Volume form under holomorphic automorphisms $(M,\omega)$ is a compact Kaehler manifold and $f_{t,s}$ are 1-parameter group generated by holomorphic vector fields $V_s$. My question is whether the function $\frac{f_{t,s}^* \omega^n}{\omega^n}$ is a bounded independent of $t$ and $s$. If not, can we control the $L^p$($p>1$) norm of $\frac{f_{t,s}^* \omega^n}{\omega^n}$ uniformly with respect to $t$ and $s$?

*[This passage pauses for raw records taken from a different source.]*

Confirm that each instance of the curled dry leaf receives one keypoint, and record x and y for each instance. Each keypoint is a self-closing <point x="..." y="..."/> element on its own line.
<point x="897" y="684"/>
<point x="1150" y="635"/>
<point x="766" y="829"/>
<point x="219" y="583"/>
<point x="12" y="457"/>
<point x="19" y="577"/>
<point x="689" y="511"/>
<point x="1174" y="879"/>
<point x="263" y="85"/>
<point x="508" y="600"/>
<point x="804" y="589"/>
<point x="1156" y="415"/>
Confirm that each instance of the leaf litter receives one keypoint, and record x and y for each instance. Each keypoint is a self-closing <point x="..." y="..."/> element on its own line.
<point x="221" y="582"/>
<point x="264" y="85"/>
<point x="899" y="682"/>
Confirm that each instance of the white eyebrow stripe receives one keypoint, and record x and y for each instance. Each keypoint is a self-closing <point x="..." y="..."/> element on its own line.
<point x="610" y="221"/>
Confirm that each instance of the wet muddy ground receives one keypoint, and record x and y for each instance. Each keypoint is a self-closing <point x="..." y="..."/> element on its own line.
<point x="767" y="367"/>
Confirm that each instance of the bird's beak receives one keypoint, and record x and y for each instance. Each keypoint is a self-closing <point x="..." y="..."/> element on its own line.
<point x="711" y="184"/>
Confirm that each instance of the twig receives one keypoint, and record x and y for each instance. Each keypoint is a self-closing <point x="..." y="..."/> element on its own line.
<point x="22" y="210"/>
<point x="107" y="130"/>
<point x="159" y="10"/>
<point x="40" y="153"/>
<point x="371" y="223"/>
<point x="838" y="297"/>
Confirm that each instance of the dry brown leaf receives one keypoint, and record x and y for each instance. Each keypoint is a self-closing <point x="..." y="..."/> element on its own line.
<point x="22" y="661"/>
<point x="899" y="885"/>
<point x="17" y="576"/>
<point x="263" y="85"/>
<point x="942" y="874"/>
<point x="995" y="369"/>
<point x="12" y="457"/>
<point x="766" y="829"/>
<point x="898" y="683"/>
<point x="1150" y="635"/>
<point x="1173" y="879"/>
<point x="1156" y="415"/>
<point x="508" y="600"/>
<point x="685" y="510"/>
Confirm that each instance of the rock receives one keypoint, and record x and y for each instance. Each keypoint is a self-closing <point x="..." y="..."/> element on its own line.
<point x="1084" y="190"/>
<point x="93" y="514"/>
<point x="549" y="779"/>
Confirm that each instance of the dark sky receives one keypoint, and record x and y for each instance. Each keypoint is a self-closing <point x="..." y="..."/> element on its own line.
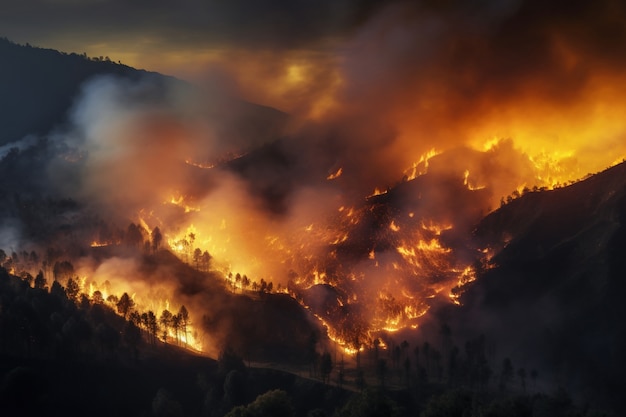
<point x="432" y="74"/>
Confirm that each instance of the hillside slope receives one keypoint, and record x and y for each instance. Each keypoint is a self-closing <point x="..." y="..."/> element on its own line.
<point x="553" y="293"/>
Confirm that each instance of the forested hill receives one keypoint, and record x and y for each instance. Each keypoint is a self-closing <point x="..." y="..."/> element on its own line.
<point x="38" y="86"/>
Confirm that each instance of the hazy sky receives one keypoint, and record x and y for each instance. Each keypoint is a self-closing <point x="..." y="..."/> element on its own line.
<point x="549" y="74"/>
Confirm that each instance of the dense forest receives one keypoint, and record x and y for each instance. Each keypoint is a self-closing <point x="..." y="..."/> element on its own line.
<point x="538" y="333"/>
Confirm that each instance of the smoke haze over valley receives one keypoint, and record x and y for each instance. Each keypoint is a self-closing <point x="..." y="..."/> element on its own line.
<point x="338" y="176"/>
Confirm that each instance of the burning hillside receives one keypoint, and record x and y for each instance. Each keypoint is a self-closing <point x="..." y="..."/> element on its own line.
<point x="404" y="131"/>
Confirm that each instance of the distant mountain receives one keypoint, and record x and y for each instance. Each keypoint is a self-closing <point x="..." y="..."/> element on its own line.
<point x="38" y="87"/>
<point x="553" y="294"/>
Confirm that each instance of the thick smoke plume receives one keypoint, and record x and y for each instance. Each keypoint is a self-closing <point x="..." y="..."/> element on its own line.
<point x="458" y="103"/>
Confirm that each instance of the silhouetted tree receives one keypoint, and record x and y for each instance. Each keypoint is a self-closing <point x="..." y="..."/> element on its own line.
<point x="97" y="297"/>
<point x="166" y="322"/>
<point x="134" y="236"/>
<point x="206" y="260"/>
<point x="157" y="238"/>
<point x="176" y="327"/>
<point x="132" y="337"/>
<point x="326" y="367"/>
<point x="125" y="305"/>
<point x="40" y="281"/>
<point x="63" y="270"/>
<point x="197" y="257"/>
<point x="183" y="314"/>
<point x="72" y="289"/>
<point x="152" y="326"/>
<point x="245" y="282"/>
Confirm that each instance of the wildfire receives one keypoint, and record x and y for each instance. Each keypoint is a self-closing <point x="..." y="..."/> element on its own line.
<point x="335" y="174"/>
<point x="180" y="201"/>
<point x="421" y="166"/>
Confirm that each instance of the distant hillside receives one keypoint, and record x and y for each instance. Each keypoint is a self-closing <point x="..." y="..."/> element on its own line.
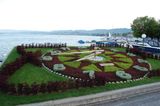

 A: There is no such bound.  As a counterexample take $(M,\omega)=(\mathbb{CP}^1, \omega_{FS})$.  Identify $\mathbb{CP}^1$ with $\mathbb{C}\cup \infty$; in such co-ordinates
$$\omega_{FS}=\frac{i dz\wedge d\overline z}{(1+|z|^2)^2}.$$
The radial vector field $V=z\partial/\partial z$ on $\mathbb{C}$ extends smoothly to a holo vector field on $\mathbb{CP}^1$, and the pullbacks of $\omega_{FS}$ by the family of diffeomorphisms generated by $V$ are
$$\omega_{\lambda}=\frac{i dz\wedge d\overline z}{(\lambda^{-1}+\lambda|z|^2)^2},$$
where $\lambda$ varies in $\mathbb{R}^+$.  The ratio
$$
\frac{\omega_\lambda}{\omega_1}=\frac{(1+|z|^2)^2}{(\lambda^{-1}+\lambda|z|^2)^2}
$$
is clearly unbounded.  The $L^p$ norm of this quantity is also unbounded ($p>1$), since for $\lambda$ large,
\begin{align*}
\int_\mathbb{C}\left[\frac{\omega_\lambda}{\omega_1}\right]^{2p}\omega_1
&=\int_\mathbb{C}\frac{(1+|z|^2)^{2p-2}}{(\lambda^{-1}+\lambda|z|^2)^{2p}}i dz\wedge d\overline z\\
&\geq\int_{|z|<\lambda^{-1}}\frac{(1+|z|^2)^{2p-2}}{(\lambda^{-1}+\lambda|z|^2)^{2p}}i dz\wedge d\overline z\\
&\geq\int_{|z|<\lambda^{-1}}\frac{i dz\wedge d\overline z}{(2\lambda^{-1})^{2p}}\\
&=C\lambda^{2p-2}.
\end{align*}
One remark:  I don't understand why there are two parameters $t$ and $s$ in your notation -- usually the notation for a 1-parameter subgroup features only one parameter!  Did I misunderstand your question?